The young Frankfurt musicians Carlo Bohländer and Emil Mangelsdorff formed a jazz band in 1941 with the clarinetist Charly Petri , the bassist Hans Otto Jung and the drummer Hans Podehl during the time of National Socialism, which according to Joachim-Ernst Berendt "the nucleus for the Frankfurt post-war jazz " should form; they played secretly, in the camouflage swing title typical of the time , by providing the almost exclusively US-American pieces with German titles, because everything American was officially forbidden. The musicians first appeared as a Harlem combo in the "Rokoko-Diele", which was located in a backyard of the Kyffhäuser Hotel at Kaiserstrasse 69, and later played in an empty factory building.
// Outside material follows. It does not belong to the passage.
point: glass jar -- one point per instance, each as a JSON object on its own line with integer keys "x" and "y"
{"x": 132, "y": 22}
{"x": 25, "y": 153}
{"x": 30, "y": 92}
On May 17, 1945, the musicians received a license as a hot club sextet from the US occupation authorities, through which public appearances were permitted. In the post-war ensemble, which was to exist until 1948, the pianist Heinz Gietz , the tenor saxophonist Werner Dies , the drummer Willy 'Bottle' Kühn, the bassist Steve Spiegel and the guitarists Heinz Tischmann and Béla Martinelly played . The sextet performed in US clubs on the one hand, but also in a club in Frankfurt's Myliusstrasse on the other; the program was copied and sent by Horst Lippmann. In 1948, the sextet took a different line on (with Bohländer, tp, this ts, Gietz, p, Louis Freichel , Vib and Young on bass, Lippmann on drums in the sextet as bebop combo; for Dixieland programs changed Freichel to Trumpet and This to the clarinet.) The sextet has now recorded jazz tracks for Radio Frankfurt and soon also for Radio Saarbrücken . The sextet won the competition of various jazz combos organized by the Frankfurt broadcaster "with a tremendous advantage" (according to Horst Lippmann).

The sextet also acted as the musical backbone of jam sessions, which were broadcast weekly from the Palmengarten Special Services Club to AFN in 1948 and led to inquiries from Belgium, the Netherlands, England, Switzerland, Sweden and Norway.

literature

Remarks

  1. Later the formation (until 1944, with changing line-ups) included the violinist Paul Martin , the drummer Ata Berk , the pianist Lous Freichel , Horst Lippmann , the bassist Heiner Merkel and the trombonist Rudy Thomsen ; see. C. Bohländer, 1977 & 1990
  2. Michael H. Kater Daring Game. Jazz under National Socialism . Cologne 1995, p. 276ff.
  3. Jürgen Schwab The Frankfurt Sound , p. 74f.